L'ANGLAISE
ET LE DUC Débat avec Arlette Farges
et Christian Jouhaud
Entretien
réalisé à Paris
le 7 septembre 2001
Par Nadia MEFLAH
Objectif Cinéma a fait le
choix d'une discussion avec deux historiens, Arlette Farge
(Historienne, Directrice de recherche au CNRS, productrice
à France Culture de l'émission Les Lundis de
l'Histoire, auteur de plusieurs livres sur le peuple de Paris
au XVIIIe siècle, son dernier livre : La chambre à
deux lits et le cordonnier de Tel Aviv, Le Seuil, 2000 ) et
Christian Jouhaud (Historien , Directeur d'études à
l'EHESS, Directeur de recherche au CNRS, son dernier livre
Les Pouvoirs de la Littérature, histoire d'un paradoxe
NRF essai Gallimard est paru en Février 2000) afin
de présenter au mieux tous les enjeux historiques mais
aussi idéologiques que le film d'Éric Rohmer
L'Anglaise et le Duc cristallise de manière extrêmement
violente. En effet, le dernier film du cinéaste témoigne
d'une radicalité dans le propos politique que l'on
ne doit guère imputer à la seule fidélité
d'une adaptation.

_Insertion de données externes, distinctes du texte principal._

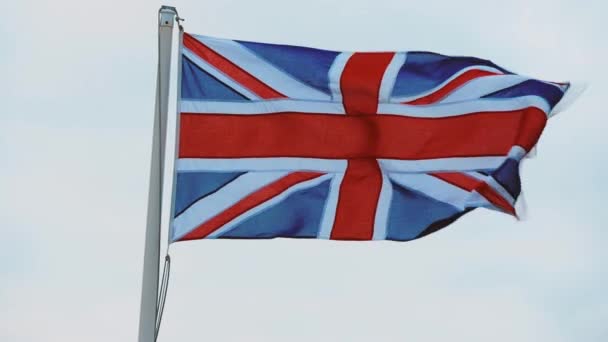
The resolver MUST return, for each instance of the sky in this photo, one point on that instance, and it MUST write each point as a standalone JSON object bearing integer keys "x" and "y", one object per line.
{"x": 76, "y": 113}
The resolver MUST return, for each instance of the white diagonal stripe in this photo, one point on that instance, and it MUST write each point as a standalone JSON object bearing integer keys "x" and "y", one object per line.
{"x": 335, "y": 74}
{"x": 442, "y": 110}
{"x": 260, "y": 164}
{"x": 260, "y": 107}
{"x": 383, "y": 208}
{"x": 390, "y": 75}
{"x": 262, "y": 70}
{"x": 268, "y": 204}
{"x": 329, "y": 212}
{"x": 482, "y": 86}
{"x": 444, "y": 83}
{"x": 201, "y": 63}
{"x": 212, "y": 205}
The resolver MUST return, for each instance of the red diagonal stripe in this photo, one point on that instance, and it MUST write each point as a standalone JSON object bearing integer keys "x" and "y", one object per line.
{"x": 469, "y": 183}
{"x": 367, "y": 136}
{"x": 249, "y": 202}
{"x": 230, "y": 69}
{"x": 451, "y": 86}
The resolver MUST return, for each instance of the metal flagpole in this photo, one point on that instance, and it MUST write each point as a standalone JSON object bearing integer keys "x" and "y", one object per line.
{"x": 149, "y": 292}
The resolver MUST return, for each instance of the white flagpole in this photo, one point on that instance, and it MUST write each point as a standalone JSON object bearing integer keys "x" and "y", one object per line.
{"x": 149, "y": 292}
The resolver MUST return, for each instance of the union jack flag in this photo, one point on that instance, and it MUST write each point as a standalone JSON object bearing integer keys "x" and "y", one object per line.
{"x": 287, "y": 141}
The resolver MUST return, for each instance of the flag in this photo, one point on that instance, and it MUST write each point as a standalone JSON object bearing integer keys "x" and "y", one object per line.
{"x": 288, "y": 141}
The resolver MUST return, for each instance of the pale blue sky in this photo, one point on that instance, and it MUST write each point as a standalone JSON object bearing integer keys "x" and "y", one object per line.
{"x": 78, "y": 92}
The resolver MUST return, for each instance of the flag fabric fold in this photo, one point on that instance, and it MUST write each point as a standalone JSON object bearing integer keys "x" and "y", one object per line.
{"x": 287, "y": 141}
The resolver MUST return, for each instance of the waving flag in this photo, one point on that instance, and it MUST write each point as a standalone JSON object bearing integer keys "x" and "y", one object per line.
{"x": 286, "y": 141}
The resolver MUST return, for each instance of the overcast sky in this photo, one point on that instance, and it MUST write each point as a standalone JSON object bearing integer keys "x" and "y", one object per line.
{"x": 77, "y": 85}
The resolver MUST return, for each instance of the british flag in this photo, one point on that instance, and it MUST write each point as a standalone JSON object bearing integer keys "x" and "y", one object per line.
{"x": 286, "y": 141}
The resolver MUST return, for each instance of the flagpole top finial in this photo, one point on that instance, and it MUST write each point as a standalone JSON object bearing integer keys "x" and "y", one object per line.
{"x": 167, "y": 14}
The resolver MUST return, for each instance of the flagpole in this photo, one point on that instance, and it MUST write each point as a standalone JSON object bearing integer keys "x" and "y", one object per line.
{"x": 149, "y": 292}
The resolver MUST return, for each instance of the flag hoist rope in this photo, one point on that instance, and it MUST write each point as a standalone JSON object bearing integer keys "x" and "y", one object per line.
{"x": 152, "y": 301}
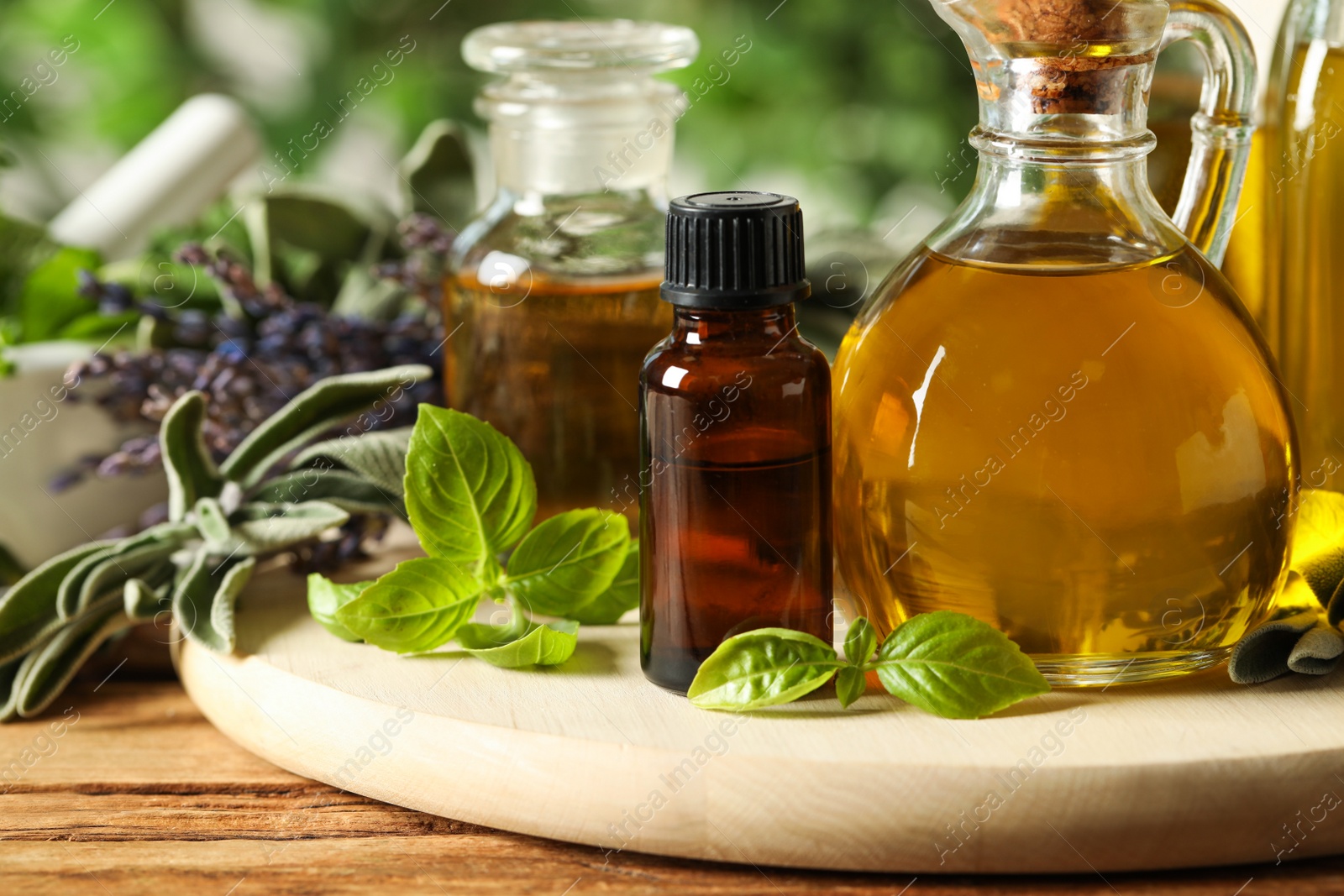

Celle-ci est d'ailleurs sujette à
caution : l'édition récente du Journal de ma
vie durant la Révolution Française de Grace
Elliott (les éditions de Paris Max Chaleil, 2001, 160
p) , même très imparfaite, dément parfois
les propos d'Éric Rohmer, tels qu'on les découvre
partout dans la presse. En effet, face aux rares et timides
questions des journalistes sur la présence de choix
idéologiques radicaux dans son film, Rohmer répond
en mettant systématiquement en avant, l'argument de
la fidélité au texte d'origine. Or cette fidélité
peut-être discutée tout comme le statut de ce
texte (les mémoires furent écrits semble-t-il
seulement à partir de 1801 et publiés pour la
première fois en 1859 après avoir été
" arrangés " !).
Pour autant, L'Anglaise et le Duc est
un film troublant car il réussit à imposer
la présence d'un monde disparu, le Paris de la Révolution
Française, par un travail audacieux sur la mise en
image de la ville, où se mêlent une esthétique
quasi primitive du cinéma des origines (des tableaux
peints où s'animent des personnages) et les audaces
techniques de l'incrustation numérique. Or cette
puissance d'évocation du passé, que l'on aimerait
voir plus souvent au cinéma (au lieu de l'habituel
" réalisme " naturaliste et académique),
est au service d'un discours plutôt haineux. Car ce
qui transpire, c'est le corps du peuple massacreur, éructant,
vociférant, qui paraît en permanence sur le
point de s'abandonner à ses pulsions de tortionnaire
et de violeur. Durant plus de deux heures déferle
cette détestation du "peuple", et tous
les moyens techniques et scénaristiques sont engagés
dans cette guerre d'images contre une fantasmatique populace
(la "racaille" selon le cinéaste ( Propos
tenus lors d'un entretien accordé au journal Le Soir,
du 5 Septembre 2001 conduit par Luc Honorez) ).